Deep Dive Clickstream Analytics Series: Data Pipeline Observability
Overview
In this post, we will explore the observability features of our clickstream solution. Observability is crucial for understanding the health of your data pipeline, identifying issues promptly, and ensuring optimal performance. We'll cover the monitoring, logging, and troubleshooting capabilities built into the solution.
Overview
The clickstream analytics solution incorporates several observability features to help users monitor and maintain their data pipelines:
- Logging
- Custom CloudWatch dashboards
- Automated alerting
- Pipeline health checks
- Troubleshooting tools
Let's delve into each of these components.
Logging
The solution utilizes Amazon CloudWatch Logs and Amazon S3 to centralize logs from various components of the data pipeline and store them cost-effectively. This includes:
- Data ingestion service logs, generated from the containers in ECS. You can also enable access logs for the Application Load Balancer when configuring the data pipeline.
- Data processing job logs, which use Amazon EMR Serverless to process the raw ingestion data and persist the job logs in an S3 bucket.

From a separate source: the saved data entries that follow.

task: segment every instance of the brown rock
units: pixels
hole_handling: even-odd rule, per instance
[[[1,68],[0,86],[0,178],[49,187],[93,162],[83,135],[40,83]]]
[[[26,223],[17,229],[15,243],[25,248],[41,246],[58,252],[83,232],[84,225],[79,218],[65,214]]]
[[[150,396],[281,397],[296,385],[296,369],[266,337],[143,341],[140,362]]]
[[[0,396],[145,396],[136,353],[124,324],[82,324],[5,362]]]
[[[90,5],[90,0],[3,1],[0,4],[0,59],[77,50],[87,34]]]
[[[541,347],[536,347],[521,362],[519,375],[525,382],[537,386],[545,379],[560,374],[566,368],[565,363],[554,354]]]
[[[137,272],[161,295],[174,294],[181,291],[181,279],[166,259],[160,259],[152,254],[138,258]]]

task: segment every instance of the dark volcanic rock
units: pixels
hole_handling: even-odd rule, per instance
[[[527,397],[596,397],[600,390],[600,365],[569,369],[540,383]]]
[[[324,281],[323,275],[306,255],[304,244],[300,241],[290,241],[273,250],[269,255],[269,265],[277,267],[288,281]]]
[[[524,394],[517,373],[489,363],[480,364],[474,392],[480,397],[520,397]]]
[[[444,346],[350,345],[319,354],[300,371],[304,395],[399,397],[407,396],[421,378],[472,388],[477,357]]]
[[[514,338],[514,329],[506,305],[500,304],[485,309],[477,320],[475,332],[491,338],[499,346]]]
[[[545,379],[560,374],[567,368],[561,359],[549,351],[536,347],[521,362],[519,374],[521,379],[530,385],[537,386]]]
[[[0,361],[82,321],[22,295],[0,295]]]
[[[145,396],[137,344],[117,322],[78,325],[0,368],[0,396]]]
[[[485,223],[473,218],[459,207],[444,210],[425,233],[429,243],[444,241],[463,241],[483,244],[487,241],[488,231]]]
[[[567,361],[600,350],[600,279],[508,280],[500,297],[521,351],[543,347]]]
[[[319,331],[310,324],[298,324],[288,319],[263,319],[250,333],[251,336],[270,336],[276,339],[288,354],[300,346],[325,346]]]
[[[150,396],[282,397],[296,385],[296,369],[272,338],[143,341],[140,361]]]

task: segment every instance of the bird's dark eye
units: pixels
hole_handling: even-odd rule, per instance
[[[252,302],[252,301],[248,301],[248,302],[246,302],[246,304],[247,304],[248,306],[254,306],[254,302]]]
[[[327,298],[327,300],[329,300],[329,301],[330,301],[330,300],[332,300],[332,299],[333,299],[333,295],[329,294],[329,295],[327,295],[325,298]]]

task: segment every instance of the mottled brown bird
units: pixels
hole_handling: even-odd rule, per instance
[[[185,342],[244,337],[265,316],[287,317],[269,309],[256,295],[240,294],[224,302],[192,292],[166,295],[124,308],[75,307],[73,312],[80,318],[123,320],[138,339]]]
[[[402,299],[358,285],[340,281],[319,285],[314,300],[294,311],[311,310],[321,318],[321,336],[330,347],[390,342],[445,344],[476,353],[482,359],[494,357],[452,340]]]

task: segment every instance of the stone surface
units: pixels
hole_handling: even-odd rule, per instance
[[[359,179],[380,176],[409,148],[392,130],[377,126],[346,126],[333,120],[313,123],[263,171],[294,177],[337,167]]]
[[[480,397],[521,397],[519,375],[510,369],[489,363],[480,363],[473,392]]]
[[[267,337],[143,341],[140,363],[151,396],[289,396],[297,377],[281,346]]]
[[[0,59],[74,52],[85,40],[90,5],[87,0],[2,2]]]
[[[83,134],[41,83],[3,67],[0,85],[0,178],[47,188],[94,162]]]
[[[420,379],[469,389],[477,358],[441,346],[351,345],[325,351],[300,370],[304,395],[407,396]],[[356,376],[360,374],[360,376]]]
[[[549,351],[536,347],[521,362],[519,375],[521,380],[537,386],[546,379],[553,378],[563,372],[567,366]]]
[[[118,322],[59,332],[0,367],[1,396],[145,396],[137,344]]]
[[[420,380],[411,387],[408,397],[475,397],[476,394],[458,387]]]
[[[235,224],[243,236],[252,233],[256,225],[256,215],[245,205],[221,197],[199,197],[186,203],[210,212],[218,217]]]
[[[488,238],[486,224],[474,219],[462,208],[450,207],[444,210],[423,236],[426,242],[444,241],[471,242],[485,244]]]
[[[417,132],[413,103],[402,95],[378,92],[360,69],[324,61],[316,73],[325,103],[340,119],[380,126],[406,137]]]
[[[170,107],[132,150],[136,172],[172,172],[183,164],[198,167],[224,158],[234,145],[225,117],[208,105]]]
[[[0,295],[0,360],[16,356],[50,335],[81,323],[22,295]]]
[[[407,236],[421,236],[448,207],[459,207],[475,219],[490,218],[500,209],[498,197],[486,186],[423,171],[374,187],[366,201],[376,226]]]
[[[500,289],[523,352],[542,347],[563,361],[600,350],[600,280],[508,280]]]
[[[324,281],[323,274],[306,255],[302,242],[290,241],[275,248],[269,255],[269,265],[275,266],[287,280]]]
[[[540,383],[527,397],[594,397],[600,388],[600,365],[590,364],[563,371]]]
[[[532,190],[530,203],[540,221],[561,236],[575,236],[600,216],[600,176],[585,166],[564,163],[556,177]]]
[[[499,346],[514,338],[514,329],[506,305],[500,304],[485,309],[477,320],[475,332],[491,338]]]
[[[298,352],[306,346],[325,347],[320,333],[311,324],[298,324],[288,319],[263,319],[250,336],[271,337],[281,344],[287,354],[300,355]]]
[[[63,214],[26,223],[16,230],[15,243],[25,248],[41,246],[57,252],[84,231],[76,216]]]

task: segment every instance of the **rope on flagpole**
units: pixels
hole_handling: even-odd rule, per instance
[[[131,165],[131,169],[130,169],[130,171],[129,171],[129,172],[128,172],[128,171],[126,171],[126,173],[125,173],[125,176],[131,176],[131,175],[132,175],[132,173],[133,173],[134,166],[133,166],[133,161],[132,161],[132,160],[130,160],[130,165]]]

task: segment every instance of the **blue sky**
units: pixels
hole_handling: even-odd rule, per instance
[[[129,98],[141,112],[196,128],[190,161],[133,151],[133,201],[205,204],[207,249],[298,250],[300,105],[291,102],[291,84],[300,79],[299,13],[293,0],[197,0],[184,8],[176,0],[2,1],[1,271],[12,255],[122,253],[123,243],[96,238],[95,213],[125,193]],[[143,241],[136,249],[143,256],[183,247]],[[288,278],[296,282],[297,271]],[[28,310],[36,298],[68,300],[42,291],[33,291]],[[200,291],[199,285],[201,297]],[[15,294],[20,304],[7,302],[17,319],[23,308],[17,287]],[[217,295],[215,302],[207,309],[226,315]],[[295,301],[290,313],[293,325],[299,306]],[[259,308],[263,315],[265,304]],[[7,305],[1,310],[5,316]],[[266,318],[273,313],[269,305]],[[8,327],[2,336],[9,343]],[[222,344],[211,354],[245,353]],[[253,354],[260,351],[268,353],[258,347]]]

- Data modeling workflow logs, which use AWS Step Functions and AWS Lambda to orchestrate the workflow. All these logs are stored in CloudWatch Logs. Lambda functions now support configuring CloudWatch log groups, allowing all logs to be stored in a single CloudWatch log group, facilitating easy searching and analysis across the entire workflow.
- Web console application logs, which are stored in CloudWatch Logs.
Furthermore, if you need to search and analyze logs across the entire data pipeline, consider implementing the AWS solution Centralized Logging with OpenSearch.
Custom CloudWatch Dashboards
The solution automatically creates custom CloudWatch dashboards for each data pipeline. These dashboards provide at-a-glance views of key metrics, including:
- Ingestion service health and performance
- Data processing job health and key metrics statistics
- Data modeling workflow health and performance
- Redshift resource usage
The challenge lies in the modular design of the data pipeline. The pipeline has different components based on user choices, and even the data modeling on Redshift can be either Redshift Serverless or provisioned Redshift. Therefore, the dashboard is not fixed before the customer creates the data pipeline. The implementation approach is as follows:
- A common metrics stack is deployed before all other components, monitoring the metrics configurations in AWS Systems Manager Parameter Store.
- Each module (stack) creates one or more metric configurations as standard parameters (which are free but have a 4KB size limit) with the name pattern
/Clickstream/metrics/<project id>/<stack id prefix>/<stack id>/<index>
. - A function in the common metrics stack updates the dashboard based on the metrics specified in the parameters.
You can refer to the FAQ How do I monitor the health of the data pipeline for my project? for guidance on using these metrics to monitor the health of your data pipeline.
Automated Alerting
To proactively notify users of potential issues, the solution sets up built-in CloudWatch Alarms for critical metrics. These alarms can trigger notifications via Amazon SNS, allowing users to respond quickly to problems. Some key alarms include:
- ECS Cluster CPU Utilization, used for scaling out/in of the ingestion fleet
- ECS Pending Task Count, which alarms when the fleet is scaling out
- Data processing job failures
- Failures in the workflow of loading data into Redshift
- Abnormal situations where no data is loaded into Redshift
- Maximum file age exceeding the data processing interval threshold, which often indicates a failure in the data loading workflow or insufficient Redshift capacity
- Failures in the workflow of refreshing materialized views
- Failures in the workflow of scanning metadata
Troubleshooting
To aid in troubleshooting, consider the following steps:
Review the Troubleshooting documentation to see if it addresses your issue.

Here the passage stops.